Then, perceiving Lady Tranmore at the end of the ballroom, she made her way thither surrounded by a motley crowd of friends. She walked as though on air, “raining influence.” And as Lady Tranmore caught the glitter of the diamond crescent, and beheld the small divinity beneath it, she, too, smiled with pleasure, like the other spectators on Kitty’s march. The dress was monstrously costly. She knew that. But she forgot the inroad on William’s pocket, and remembered only to be proud of William’s wife. Since the Parhams’ party, indeed, the unlooked-for submission of Kitty, and the clearing of William’s prospects, Lady Tranmore had been sweetness itself to her daughter-in-law.
But her fine face and brow were none the less inclined to frown. She herself as Katharine of Aragon would have shed a dignity on any scene, but she was in no sympathy with what she beheld.
“We shall soon all of us be ashamed of this kind of thing,” she declared to Kitty. “Just as people now are beginning to be ashamed of enormous houses and troops of servants.”
“No, please! Only bored with them!” said Kitty. “There are so many other ways now of amusing yourself—that’s all.”
“Well, this way will die out,” said Lady Tranmore. “The cost of it is too scandalous—people’s consciences prick them.”
Kitty vowed she did not believe there was a conscience in the room; and then, as the music struck up, she carried off her companion to some steps overlooking the great marble gallery, where they had a better view of the two lines of dancers.
It is said that as a nation the English have no gift for pageants. Yet every now and then—as no doubt in the Elizabethan mask—they show a strange felicity in the art. Certainly the dance that followed would have been difficult to surpass even in the ripe days and motherlands of pageantry. To the left, a long line, consisting mainly of young girls in their first bloom, dressed as Gainsborough and his great contemporaries delighted to paint these flowers of England—the folds of plain white muslin crossed over the young breast, a black velvet at the throat, a rose in the hair, the simple skirt showing the small pointed feet, and sometimes a broad sash defining the slender waist. Here were Stanleys, Howards, Percys, Villierses, Butlers, Osbornes—soft slips of girls bearing the names of England’s rough and turbulent youth, bearing themselves to-night with a shy or laughing dignity, as though the touch of history and romance were on them. And facing them, the youths of the same families, no less handsome than their sisters and brides—in Romney’s blue coats, or the splendid red of Reynolds and Gainsborough.

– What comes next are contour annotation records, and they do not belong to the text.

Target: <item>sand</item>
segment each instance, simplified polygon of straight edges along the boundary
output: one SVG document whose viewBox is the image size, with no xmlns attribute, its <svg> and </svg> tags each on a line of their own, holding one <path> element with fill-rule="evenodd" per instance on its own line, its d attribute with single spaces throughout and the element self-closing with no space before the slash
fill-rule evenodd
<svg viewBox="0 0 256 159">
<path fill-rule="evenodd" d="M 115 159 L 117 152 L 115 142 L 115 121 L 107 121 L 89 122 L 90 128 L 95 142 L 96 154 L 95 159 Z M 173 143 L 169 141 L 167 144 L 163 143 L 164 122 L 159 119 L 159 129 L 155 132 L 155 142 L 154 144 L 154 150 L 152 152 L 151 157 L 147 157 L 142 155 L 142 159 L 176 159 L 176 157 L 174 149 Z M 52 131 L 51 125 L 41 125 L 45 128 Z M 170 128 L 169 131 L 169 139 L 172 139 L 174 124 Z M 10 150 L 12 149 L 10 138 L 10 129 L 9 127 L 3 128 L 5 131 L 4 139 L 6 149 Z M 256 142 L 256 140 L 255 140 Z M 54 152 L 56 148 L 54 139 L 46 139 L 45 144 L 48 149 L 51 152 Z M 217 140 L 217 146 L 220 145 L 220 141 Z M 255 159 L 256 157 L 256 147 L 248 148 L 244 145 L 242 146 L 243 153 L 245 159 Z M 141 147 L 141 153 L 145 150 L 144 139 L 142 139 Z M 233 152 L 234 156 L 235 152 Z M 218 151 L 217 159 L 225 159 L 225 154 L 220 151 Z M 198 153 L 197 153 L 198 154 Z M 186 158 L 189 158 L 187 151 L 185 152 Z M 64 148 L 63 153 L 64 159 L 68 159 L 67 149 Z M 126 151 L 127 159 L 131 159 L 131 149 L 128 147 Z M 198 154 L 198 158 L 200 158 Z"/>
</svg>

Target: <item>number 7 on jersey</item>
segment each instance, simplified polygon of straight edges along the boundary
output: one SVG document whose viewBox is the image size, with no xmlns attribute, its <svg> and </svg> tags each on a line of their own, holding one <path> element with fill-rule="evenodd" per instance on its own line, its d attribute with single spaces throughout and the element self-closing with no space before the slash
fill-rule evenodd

To and fro swayed the dancers, under the innumerable candles that filled the arched roof and upper walls of the ballroom; and each time the lines parted they disclosed at the farther end another pageant, to which that of the dance was in truth subordinate—a dais hung with blue and silver, and upon it a royal lady whose beauty, then in its first bloom, has been a national possession, since as, the “sea-king’s daughter” she brought it in dowry to her adopted country. To-night she blazed in jewels as a Valois queen, with her court around her, and as the dancers receded, each youth and maiden seemed instinctively to turn towards her as roses to the sun.